Recent debates about leaving Jesus out, or else getting him out, of the Christmas season look somewhat curious from the vantage-point of Rome. In what remains a culturally Catholic country, and at a time when Saint Peter’s is decked out with a Christmas tree, Christmas lights, and a manger scene in the central Piazza, this curiously Protestant concern with images seems a bit, well, a bit out of place.
The thing is, in Rome, Jesus isn’t in Christmas, at least not until the morning of the 25th. Manger scenes in Rome don’t have a Baby Jesus; the cradle is left empty until Christmas morning. So there’s no question of getting Jesus out, much less taking him out, of Christmas.
He’s not here yet.
There is a lot of theology packed into that not-so-simple symbolic reality. It’s got something to do with the doctrine of the Incarnation, and something to do with that fact that Christmas isn’t like Easter, where there’s a whole story and a whole (holy) week of events to commemorate.
Maybe the best way to illustrate the difference is to reflect on when and where Protestants take Jesus out of the picture—literally. Pretty much the first thing you notice when you compare a Protestant church with a Catholic one is that Jesus is not depicted on the Cross in most Protestant churches. There is just a Cross, an empty Cross, on the wall. The broken, bleeding body, so prominent in most Catholic cruciforms, looks quite jarring when you come to it from the perspective of this Protestant emptiness.
So, Roman Catholics leave the Baby Jesus out of the manger, whereas American Protestants seem especially obsessed with that symbol of primal innocence. And American Protestants leave the Crucified Christ off of the Cross, which must mean something too…
Consider what constituted the real heart of the religious reforms central to the Protestant Reformation. No holy water, no incense, no painting, no statues, no saints, no relics, no monasteries, no Real Presence at the Eucharist… in short, no materiality, no bodily matter, no things getting mixed up in religion. Religion was supposed to be spiritual, dis-embodied. Ironically enough, the reason Luther thought it was fine for priests to marry was once again that body stuff simply didn’t matter, so celibacy didn’t matter, either.

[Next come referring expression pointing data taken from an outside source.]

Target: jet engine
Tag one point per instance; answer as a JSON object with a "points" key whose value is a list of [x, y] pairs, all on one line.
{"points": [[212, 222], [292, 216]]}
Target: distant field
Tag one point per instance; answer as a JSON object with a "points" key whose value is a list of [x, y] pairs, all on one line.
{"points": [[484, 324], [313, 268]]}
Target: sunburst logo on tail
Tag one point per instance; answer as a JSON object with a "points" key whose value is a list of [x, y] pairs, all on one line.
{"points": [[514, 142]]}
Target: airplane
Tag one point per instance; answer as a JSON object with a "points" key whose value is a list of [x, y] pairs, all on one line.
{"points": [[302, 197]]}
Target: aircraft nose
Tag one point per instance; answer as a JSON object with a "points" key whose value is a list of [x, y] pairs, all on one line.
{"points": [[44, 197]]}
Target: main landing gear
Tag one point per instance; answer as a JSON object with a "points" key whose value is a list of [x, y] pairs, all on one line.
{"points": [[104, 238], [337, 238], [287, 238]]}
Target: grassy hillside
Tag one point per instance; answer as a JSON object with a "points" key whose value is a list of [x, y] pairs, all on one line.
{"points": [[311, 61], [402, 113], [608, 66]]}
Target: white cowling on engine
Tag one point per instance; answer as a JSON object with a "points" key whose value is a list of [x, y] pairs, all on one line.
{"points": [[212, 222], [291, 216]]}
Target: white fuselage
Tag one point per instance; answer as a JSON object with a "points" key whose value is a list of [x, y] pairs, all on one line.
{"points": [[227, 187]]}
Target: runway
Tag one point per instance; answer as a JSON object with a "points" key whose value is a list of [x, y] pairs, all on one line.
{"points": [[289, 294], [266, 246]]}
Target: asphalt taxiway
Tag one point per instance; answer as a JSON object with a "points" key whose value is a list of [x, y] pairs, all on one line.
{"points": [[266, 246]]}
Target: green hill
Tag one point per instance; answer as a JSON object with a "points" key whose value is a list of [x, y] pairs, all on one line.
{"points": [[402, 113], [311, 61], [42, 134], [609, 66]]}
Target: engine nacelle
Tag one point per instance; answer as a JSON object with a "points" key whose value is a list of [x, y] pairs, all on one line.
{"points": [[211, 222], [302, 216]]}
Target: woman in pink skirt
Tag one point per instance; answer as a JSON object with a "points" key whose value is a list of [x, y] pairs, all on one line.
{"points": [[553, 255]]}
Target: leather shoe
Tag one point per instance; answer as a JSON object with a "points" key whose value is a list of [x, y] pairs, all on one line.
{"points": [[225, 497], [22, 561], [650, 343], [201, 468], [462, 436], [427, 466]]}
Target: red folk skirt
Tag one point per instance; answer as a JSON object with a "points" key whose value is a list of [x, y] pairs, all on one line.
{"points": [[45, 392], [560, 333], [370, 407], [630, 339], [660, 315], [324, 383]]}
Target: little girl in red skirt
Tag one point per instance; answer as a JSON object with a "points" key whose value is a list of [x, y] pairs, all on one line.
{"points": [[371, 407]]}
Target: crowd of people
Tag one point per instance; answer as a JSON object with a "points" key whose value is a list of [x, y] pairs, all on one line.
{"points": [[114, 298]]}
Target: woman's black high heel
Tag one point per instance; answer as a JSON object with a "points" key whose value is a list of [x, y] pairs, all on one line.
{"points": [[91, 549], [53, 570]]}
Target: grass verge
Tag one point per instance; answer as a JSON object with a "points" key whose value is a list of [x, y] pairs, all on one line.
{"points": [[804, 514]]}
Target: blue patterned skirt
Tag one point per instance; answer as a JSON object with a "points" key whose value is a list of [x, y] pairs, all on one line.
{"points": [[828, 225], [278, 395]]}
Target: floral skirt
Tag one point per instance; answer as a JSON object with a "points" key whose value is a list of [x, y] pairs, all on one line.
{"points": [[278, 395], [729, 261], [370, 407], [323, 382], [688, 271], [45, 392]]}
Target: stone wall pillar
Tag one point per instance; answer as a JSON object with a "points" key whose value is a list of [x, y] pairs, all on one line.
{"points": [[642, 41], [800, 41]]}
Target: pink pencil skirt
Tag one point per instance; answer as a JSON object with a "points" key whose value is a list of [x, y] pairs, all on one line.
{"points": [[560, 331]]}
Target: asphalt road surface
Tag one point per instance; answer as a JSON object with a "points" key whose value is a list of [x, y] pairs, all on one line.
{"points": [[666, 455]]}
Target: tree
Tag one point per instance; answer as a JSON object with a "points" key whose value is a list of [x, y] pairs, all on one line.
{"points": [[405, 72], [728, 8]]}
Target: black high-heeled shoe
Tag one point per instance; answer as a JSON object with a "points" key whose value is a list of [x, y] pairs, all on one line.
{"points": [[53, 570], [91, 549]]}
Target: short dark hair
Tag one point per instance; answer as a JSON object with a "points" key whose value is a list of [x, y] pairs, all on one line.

There’s something to the idea that, if you are going to sideline materiality this way, then you’re likely to compensate for it with materialism. And this is what America has made of Christmas.
But there’s more to the story, I think. Notice how the terms of religious debate have shifted in the United States. We argue about the place of images—where we’re allowed to put them, and where not—because we have lost our feeling for images as images. We’re not very visually literate, by and large, just visually bombarded. And so we drop the arguments over the truth of religious images, or the symbolic value of these images, and content ourselves with arguments about their place.
That’s why the debate about putting Jesus in Christmas or keeping him out rings a bit hollow; Christmas is celebrated on December 25th (or January 6th, or 7th, depending on your kind of Orthodoxy).
It does not begin the day after Thanksgiving. At least that much is clear in Rome.